Problems & Puzzles:
Fibonacci dividing terms
Enoch Haga noticed that:
If you calculate the product & the sum of the first k
terms of the Fibonacci sequence (Pk & Sk), then Sk divides Pk for every
k=4m+2, m=1, 2, 3, ...
Fibonacci sequence is: 1,1,2,3,5,8,...
Q1. Can you probe or disapprove the Enoch note?
Contributions came from T. D. Noe, Anton Vrba & Alexander
Here is the nice proof from Noe:
Let F(k) and L(k) be the Fibonacci and Lucas numbers,
respectively. By induction, it is easy to show that S(n) = F(n+2)-1.

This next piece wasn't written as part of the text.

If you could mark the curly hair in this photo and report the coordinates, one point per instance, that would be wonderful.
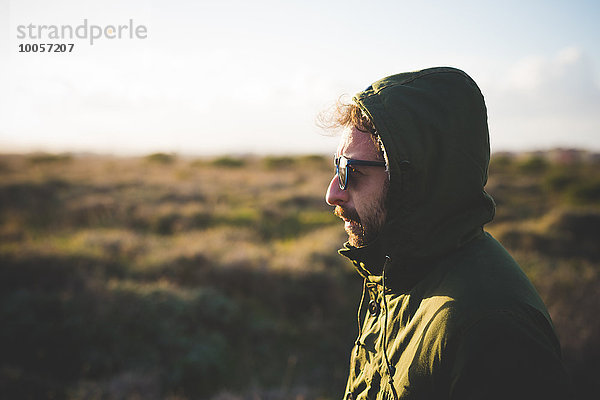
(350, 115)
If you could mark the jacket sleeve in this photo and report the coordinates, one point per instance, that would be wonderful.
(508, 356)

Hence, S(4n+2) = F(4n+4)-1.
Note that F(4n+4)-1 = F(2n+3)*L(2n+1) from the product expansion (19) in
the MathWorld entry for Lucas numbers. So we just have to show that
F(2n+3) and L(2n+1) divide P(4n+2), the product of the first 4n+2
Fibonacci numbers. When n>0, it is clear that F(2n+3) is one of the
factors of P(4n+2). So we just have to show that L(2n+1) divides
P(4n+2). Look at
F(4n+2), the last factor of the product, and note that F(4n+2) =
F(2n+1)*L(2n+1) by the addition formula of Fibonacci numbers (or the
product expansion again). Therefore, L(2n+1) also divides P(4n+2). QED.